Nine Months (since we picked her from the patch)
My baby turns nine months today which means that she has lived outside of me for the general ogling, snuggling, and worrying over just as long as she was in my belly for the general ogling, snuggling and worrying over en utero. Sometimes I still catch a look at her, particularly when she does something so...human?...and which demonstrates character, like this morning when we went to Itsy Bitsy Yoga and the teacher wasn't there and she sort of looked up at me like, you interrupted my nap for this? and I wonder, How did you get this way? How did your little downy newborn head slip out of my Texas quarterback grip and roll nine months away from me? That is what the visceral experience of having a nine month-old is like. She is nine months away from me. In nine years she will be nine years away from me. I feel the tug because, as Rachel Cusk writes in the book quoted yesterday, she was in my consciousness for nine whole months and therefore she will forever be in my consciousness. I feel strange, skinned when she is not with me, and yet I feel a mournfulness for my old, untethered life when she is with me. She is developing her own personality, her own set of likes (banana slices, chucking pacifiers into the pacifier junkyard behind her crib) and dislikes (green beans, having her diaper changed) and these are outside the realm of my control. They exist in a sphere that is all Madigan, penetrable by countless influences, of which her father and I will be competing all day and all night for the rest of her life. This is the best and hardest part of being a parent. We can and will mightily love her enough that she will know that she can always return to us; we are her place of origin. We can and will mightily train her enough that she will know that she is not meant to remain forever with us in this place of origin. But knowing our responsibilities and executing them accordingly does not mean they are any easier.

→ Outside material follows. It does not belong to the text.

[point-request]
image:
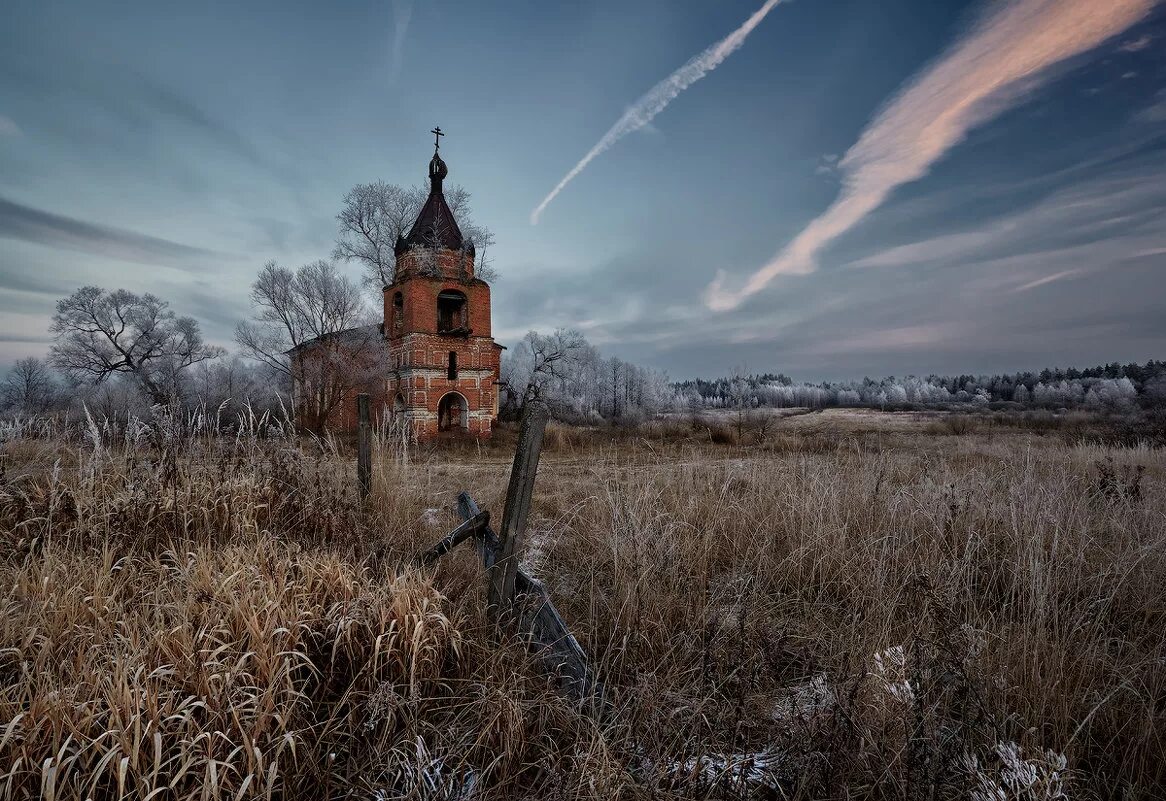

One thing that has gotten a bit easier, though, in light of this responsibility is contending with other afflictions and dilemmas. I used to completely crumble at insensitivity, used to obsess Carrie Bradshaw-style about conversations I would never have, about e-mails i would never send, about people that really should not have pulled such weight in my decision-making. Now those pestilences are but pesky little gnats at the corner of my consciousness. I squint to see them, swat randomly at them, and get on with the business of developing a sound and godly character in my daughter. Who has, at times, been known to give me the most joy I have ever experienced in this life.
***
Can't you just hear her? "Dad! You're doing it wrong. Can I drive?"
Red Bull, a fascinating and totally ergo can for the holding.
The baby books don't tell you this: By nine months, child will totally pose for pictures with face mashed up against mesh pack n' play netting because child will know it is funny.